3. Can the employer introduce an obligation to use the Corona Warning app at the workplace?

The Corona Warning app also serves to contain the infection process and is intended in particular to facilitate the tracking and breaking of infection chains in the event of contact with infected persons. So far, there is no legal obligation to use it. However, the effectiveness of the Corona Warning app is largely related to the number of its users. It is therefore questionable whether the employer can introduce an obligation to use the Corona Warning app at the workplace.
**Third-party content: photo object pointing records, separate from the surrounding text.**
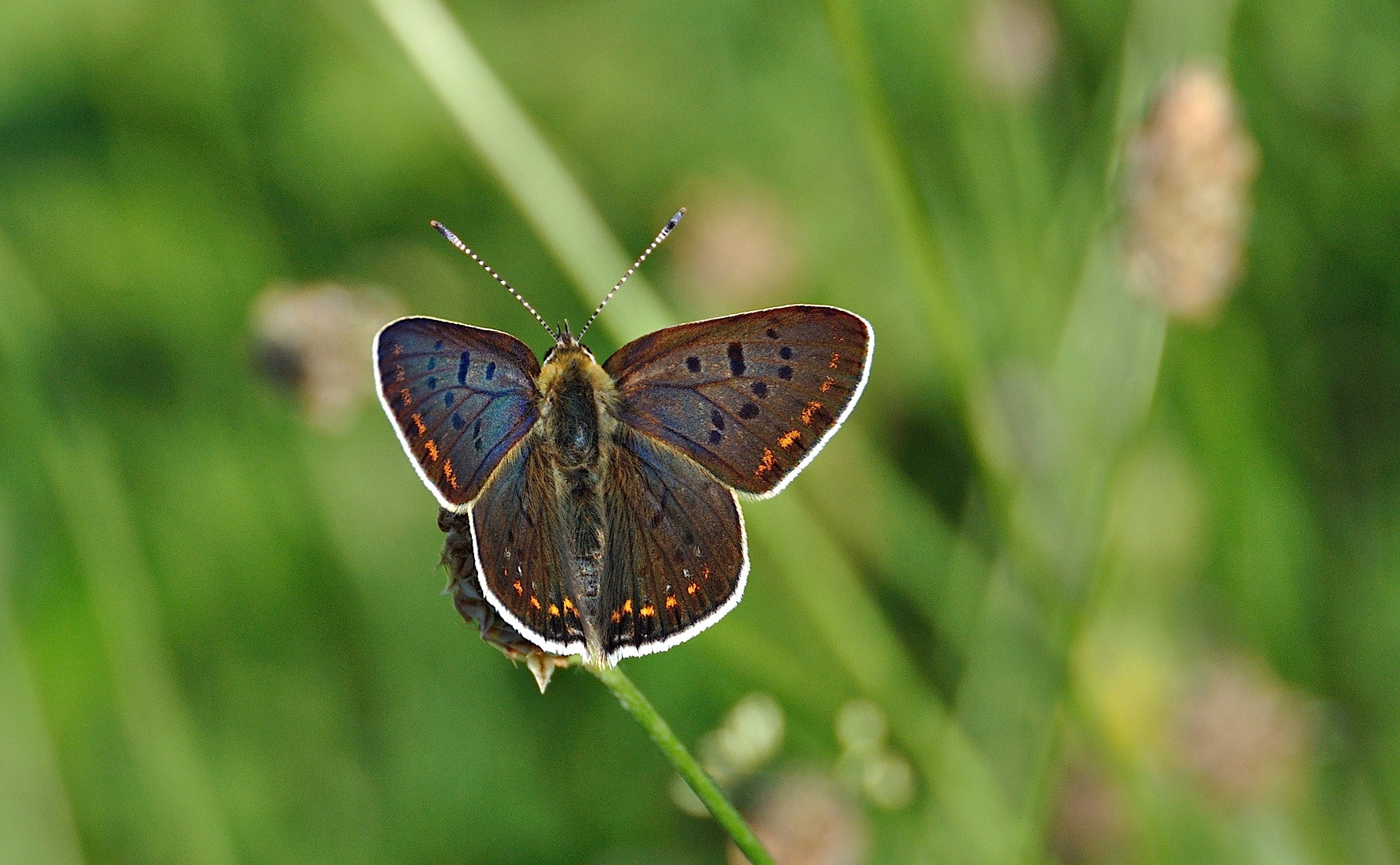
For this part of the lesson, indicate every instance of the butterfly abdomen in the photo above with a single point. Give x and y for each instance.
(576, 429)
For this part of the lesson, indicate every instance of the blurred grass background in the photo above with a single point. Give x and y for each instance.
(1091, 576)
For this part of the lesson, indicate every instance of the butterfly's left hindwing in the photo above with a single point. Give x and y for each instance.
(752, 396)
(677, 556)
(523, 552)
(459, 399)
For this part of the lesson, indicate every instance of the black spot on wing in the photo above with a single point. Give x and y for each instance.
(735, 359)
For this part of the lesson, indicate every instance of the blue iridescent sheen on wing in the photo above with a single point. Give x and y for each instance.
(752, 396)
(459, 398)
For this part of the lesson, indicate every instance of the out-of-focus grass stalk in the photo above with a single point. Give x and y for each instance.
(119, 589)
(576, 232)
(35, 819)
(1102, 384)
(704, 787)
(951, 336)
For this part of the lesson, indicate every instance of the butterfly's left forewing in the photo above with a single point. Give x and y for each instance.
(750, 398)
(459, 399)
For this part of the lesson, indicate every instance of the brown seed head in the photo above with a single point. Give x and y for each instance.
(1189, 169)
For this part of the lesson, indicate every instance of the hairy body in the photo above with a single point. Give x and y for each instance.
(574, 439)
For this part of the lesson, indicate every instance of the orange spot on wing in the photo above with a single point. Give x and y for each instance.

Such an obligation to use at the workplace would only be considered from the outset for devices made available for business purposes. Because the employer has no right to dispose of the private mobile phones of his employees. But even with company mobile phones, one will probably have to deny a duty of use. Through the Corona Warning app, sensitive personal data of individual employees is collected and further processed. However, the processing of such data is only permitted under data protection law if it is necessary for the execution of the employment relationship. Such a necessity is probably to be denied in view of other less intensive, but nevertheless effective protective measures such as regular ventilation, mouth-nose covering and keeping a distance.

4. Fazit und Ausblick

The present legal assessment is based in particular on the current legal and infection situation in Germany. Whether the courts will also follow this assessment remains to be seen in the coming period. However, there is no doubt that the employer must take appropriate protective measures as part of his duty of care in order to keep the risk of infection for his employees in the workplace as low as possible. But even this duty of care has legal limits that must be adhered to in practice.

By Dominik Gallini, MELCHERS, Germany, a Transatlantic Law International Affiliated Firm.